Monday, October 29, 2007

The Trouble with Raising a Five-Year-Old Hippie

Last time we went up to New Paltz, a few weeks ago, for the fingerpainting, the Boy got out of the car, filled his lungs with village air, and announced “it smells like granola here.” That’s pretty much what anyone of my generation would say: New Paltz is redolent of crunchy, crunchy granola for certain.

So this past weekend when we took a jaunt up thataway to buy a present for someone at a charming, non-patchouli-scented-but-still-earthy boutique, the Boy got out of the car, took in a big gulp of village air, then froze, pointing across the street like a wide-eyed Gordon setter flushing a covey of rainbow-colored pheasants. “Look at those great shirts!” he yelled.

On the way home, as we sang "Yellow Submarine" for the sixth time and planned his next yoga class, a peace-loving, organic-minded woman in the passenger seat and I agreed: it will be sad/funny when our tie-dye-wearing son goes into class and shoves some other kid during circle time while they’re talking about the seasons.


Sunday, October 28, 2007

Next Week, Sleet

We're doubtless about to be enthwapped with the wet, cold, gray sock of November, but today someone stumbling around in the glare of summer finally found the out-of-date calendar and flipped the page.











Thursday, October 25, 2007

Warning to Residents: VP Cheney to Hunt in Area this Week

I predict a run on Kevlar face masks at M&M Army-Navy: VP Dick Cheney is planning a hunting trip to the Hudson Valley this Sunday and Monday. Apparently a previous visit, to hunt ducks, took place a month after the 9/11 attacks.

I guess this officially makes Poughkeepsie an undisclosed location.


Wednesday, October 24, 2007

Read This Post, Win Bar Bets

Next time you're knocking back a few Diet Red Bulls and vodka at Sonny's and someone brings up, as they always do, the location and date of the creation of the World's Largest Finger Painting, and they bet you you can't guess where it was, you can tell them it was New Paltz, a few weeks ago. Then whip out the Guinness Book of World Records and do a sort of victory dance because you? How often do you win something?

And oh yeah, we helped.







Saturday, October 20, 2007

RIP, Our Gruff Cousin, the Bear

From time to time, a bear will wander through an area neighborhood, get treed by someone's cockapoo, knock down all the garbage cans on the street, eat the last pork chop off the grill, and go back into the woods to sleep it off. As mentioned before, where we used to live — about twenty-five minutes south of here — one wandered into our back yard the Friday before Labor Day, upsetting us as we sipped summer's last gins and tonic.

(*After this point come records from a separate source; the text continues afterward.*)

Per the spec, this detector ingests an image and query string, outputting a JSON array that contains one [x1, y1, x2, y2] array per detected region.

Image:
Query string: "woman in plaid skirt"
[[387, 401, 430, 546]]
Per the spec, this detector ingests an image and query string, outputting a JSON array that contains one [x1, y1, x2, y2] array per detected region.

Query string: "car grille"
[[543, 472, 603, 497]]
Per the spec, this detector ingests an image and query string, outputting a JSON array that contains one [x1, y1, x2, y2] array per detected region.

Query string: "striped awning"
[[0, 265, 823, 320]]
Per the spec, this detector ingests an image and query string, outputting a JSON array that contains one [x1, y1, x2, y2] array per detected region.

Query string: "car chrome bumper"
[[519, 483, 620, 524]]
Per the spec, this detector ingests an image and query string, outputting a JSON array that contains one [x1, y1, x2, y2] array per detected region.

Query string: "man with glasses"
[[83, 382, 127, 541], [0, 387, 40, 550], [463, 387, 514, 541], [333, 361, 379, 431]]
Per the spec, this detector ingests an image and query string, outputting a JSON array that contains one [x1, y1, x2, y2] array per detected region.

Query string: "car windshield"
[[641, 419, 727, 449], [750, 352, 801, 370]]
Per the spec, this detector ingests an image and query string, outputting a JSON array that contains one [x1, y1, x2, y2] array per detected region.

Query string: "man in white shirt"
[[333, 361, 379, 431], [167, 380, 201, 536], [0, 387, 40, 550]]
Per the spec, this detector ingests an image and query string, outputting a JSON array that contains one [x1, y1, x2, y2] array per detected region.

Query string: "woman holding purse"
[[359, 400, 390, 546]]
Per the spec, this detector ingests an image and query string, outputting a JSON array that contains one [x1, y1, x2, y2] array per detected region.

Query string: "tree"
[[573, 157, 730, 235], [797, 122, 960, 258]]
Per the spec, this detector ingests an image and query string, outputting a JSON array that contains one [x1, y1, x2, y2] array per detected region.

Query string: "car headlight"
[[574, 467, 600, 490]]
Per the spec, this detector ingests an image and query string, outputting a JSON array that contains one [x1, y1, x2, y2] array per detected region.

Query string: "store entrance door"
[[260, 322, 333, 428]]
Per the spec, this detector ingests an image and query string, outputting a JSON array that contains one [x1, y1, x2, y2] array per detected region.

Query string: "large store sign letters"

Last week, a couple of miles from there, a hunter shot a bear that will likely set the archery record for a bear in New York State. It weighed 626 pounds and was about seven feet long. Here's essentially how he did it. He got his bear license, waited for the first day of bow-hunting season, wandered out into his back yard, followed the bear into the woods, and gave it the ol' twangeroo.

On the one hand: "'[The bear] usually came out during the time that the kids got on the bus, so it was kind of scary,' Joy said."

On the other hand: "...[He] came within 45 feet of the bear, which was busy eating acorns and berries....[and] released an arrow that pierced its heart and lung."

Tuesday, October 16, 2007

Reason #458

My neighbor and I were daubing the last bit of sealant on the shared driveway, under his direction. I leaned on my broom a little too hard, it snapped, and thworlp! my forearm was coated with viscous, lukewarm tar.

"You're fired," he said.

Now, I've talked about my skill with tools in the past; on the spectrum of general handiness, I'm sort of a five out of ten. The bulky things come easiest. I'm good with stone walls, as long as you don't want them ruler straight, and I'm a decent digger. I have little patience for the detail work, which includes such things as measuring, masking, working slowly, planning. As I said in a recent post, I only learned one knot in all my scouting years.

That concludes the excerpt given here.